Okay, so I was thinking about the origin of (spoken) language, and I couldn't find any possible reason as to why all of a sudden, thousands of years ago, people thought up words. Yes, it seems simple. But if you think about it, where did they get they inspiration to say that, for example, this painful burning thing is "fire" (in their language, of course)? The only reasonable idea I came up with was that they used words of onomatopoeic origin, like "hwooooooo" for "wind blowing through a cave" and "slosh" for "water" and "KABLAM" for "thunder". There's one obvious problem with this idea, though: you can't get all that far lexicon wise if you go only by onomatopoeia. There's a lot of things that make no audible sound, even if moved. Like soil.

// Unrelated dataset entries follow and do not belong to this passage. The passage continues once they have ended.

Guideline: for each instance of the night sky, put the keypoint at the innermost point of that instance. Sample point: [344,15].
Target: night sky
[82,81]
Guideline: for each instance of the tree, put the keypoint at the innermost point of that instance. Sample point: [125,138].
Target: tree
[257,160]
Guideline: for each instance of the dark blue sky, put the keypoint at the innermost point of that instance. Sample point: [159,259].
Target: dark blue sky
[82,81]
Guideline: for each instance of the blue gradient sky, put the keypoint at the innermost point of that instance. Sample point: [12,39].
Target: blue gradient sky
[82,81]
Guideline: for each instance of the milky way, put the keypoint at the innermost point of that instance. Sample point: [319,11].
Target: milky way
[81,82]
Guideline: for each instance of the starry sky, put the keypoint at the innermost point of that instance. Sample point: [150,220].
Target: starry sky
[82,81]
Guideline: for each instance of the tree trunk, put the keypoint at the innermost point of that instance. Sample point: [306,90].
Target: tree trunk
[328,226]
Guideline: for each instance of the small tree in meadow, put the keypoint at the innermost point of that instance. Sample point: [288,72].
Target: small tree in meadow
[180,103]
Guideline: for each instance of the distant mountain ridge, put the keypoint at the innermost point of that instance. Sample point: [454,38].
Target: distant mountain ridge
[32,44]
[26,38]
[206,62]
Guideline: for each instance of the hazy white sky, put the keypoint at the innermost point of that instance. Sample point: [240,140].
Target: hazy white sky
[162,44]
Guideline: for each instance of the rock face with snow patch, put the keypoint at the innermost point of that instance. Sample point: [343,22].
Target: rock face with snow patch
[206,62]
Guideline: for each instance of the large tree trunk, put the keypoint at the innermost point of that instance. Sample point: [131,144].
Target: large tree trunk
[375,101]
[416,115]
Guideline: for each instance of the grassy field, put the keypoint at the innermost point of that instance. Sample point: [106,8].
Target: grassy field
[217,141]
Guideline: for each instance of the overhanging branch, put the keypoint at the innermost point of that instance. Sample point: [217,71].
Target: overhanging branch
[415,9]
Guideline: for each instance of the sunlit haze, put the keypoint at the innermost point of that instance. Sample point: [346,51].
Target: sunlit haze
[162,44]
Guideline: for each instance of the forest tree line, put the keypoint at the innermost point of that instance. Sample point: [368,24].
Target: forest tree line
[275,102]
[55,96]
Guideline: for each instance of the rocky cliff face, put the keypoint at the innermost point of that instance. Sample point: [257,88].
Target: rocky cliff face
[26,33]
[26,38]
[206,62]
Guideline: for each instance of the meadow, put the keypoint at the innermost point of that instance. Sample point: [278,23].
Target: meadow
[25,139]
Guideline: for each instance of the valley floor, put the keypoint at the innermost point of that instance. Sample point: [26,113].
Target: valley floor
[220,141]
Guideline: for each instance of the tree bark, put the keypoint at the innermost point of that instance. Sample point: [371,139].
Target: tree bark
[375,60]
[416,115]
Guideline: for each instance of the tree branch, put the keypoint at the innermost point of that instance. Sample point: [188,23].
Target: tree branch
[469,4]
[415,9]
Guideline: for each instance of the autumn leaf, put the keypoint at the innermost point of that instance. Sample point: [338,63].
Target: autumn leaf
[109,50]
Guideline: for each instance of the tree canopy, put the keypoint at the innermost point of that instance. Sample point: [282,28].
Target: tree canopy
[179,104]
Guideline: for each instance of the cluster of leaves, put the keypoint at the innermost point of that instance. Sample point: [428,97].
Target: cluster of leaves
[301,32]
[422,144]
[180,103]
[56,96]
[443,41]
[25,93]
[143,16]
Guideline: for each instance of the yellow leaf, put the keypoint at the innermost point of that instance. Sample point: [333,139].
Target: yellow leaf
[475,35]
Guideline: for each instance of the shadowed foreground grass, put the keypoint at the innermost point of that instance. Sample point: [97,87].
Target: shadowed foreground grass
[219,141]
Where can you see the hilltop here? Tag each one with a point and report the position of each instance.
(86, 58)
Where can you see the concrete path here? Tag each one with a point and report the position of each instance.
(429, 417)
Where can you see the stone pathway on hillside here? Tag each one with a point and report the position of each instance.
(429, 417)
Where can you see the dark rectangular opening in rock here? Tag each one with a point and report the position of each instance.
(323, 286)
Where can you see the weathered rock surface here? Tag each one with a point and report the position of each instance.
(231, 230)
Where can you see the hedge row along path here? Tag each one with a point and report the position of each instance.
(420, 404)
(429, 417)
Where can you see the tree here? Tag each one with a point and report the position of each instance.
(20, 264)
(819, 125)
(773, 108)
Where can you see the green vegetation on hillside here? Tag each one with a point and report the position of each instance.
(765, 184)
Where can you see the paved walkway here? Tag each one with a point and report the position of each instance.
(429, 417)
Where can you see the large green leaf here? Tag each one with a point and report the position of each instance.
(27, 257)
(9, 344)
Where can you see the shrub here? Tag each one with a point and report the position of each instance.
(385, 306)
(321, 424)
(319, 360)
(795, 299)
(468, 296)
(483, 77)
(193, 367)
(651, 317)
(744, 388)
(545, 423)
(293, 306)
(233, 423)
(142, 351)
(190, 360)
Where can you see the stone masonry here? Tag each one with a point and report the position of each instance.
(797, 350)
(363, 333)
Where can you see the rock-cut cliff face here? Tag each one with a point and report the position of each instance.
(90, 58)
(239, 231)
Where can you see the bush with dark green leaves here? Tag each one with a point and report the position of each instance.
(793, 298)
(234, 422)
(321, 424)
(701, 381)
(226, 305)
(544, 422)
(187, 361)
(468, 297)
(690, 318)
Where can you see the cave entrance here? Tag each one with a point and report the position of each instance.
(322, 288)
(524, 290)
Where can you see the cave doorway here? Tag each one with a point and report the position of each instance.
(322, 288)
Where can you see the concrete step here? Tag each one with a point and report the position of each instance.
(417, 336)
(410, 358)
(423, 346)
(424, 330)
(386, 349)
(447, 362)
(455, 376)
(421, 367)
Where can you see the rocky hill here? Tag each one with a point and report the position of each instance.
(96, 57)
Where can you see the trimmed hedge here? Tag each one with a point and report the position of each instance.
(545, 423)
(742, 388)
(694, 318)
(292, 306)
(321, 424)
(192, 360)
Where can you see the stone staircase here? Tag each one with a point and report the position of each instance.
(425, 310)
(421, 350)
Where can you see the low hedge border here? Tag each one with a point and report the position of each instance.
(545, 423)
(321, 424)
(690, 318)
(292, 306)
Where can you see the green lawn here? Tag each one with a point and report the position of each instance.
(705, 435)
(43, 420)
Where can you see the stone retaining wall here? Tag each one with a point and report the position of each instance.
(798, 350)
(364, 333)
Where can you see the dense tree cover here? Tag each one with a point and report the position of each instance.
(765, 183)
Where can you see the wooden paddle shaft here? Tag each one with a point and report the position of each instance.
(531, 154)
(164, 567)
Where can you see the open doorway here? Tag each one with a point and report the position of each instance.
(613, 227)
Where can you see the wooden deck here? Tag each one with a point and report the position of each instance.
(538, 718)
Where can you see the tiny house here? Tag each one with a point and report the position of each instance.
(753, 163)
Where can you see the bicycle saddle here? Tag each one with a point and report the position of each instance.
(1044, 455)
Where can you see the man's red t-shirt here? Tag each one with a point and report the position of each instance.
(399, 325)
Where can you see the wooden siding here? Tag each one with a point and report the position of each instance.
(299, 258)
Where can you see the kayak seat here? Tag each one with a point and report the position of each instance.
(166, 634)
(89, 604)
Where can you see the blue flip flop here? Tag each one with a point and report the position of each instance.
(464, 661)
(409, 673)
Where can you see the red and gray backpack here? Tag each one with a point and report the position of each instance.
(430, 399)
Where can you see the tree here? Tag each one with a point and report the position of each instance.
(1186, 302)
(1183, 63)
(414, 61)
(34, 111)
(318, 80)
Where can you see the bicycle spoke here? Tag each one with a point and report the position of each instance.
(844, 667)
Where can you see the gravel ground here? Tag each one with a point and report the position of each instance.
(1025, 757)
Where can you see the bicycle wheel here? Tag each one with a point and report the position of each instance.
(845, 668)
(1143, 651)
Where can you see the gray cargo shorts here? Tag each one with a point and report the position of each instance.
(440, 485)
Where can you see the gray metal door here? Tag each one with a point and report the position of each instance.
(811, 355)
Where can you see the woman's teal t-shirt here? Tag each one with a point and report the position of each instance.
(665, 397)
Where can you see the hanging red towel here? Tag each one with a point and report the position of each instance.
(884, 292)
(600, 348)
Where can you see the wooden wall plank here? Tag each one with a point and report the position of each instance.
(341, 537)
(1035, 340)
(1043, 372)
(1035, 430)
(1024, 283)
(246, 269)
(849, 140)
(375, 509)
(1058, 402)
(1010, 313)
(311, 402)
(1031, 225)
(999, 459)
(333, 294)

Or the land. Or a mountain. And much more things that I care not to list.
Anyway, if you know anything else about this topic or have an opinion (and/or references to works on this topic), I'd be glad to hear it. I'm really curious to see what people think. Note that all of the above thoughts are self-provoked: while I'm waiting for a reply, I'll do some more research and try to find my answers.
I put this in the Conlangery because I'm going to use the information I gather here to create a proto-language to evolve it through at least five distinct stages. I guess it could be moved somewhere else, but I do believe that this topic could be interesting to other conlangers aiming to create a proto-language.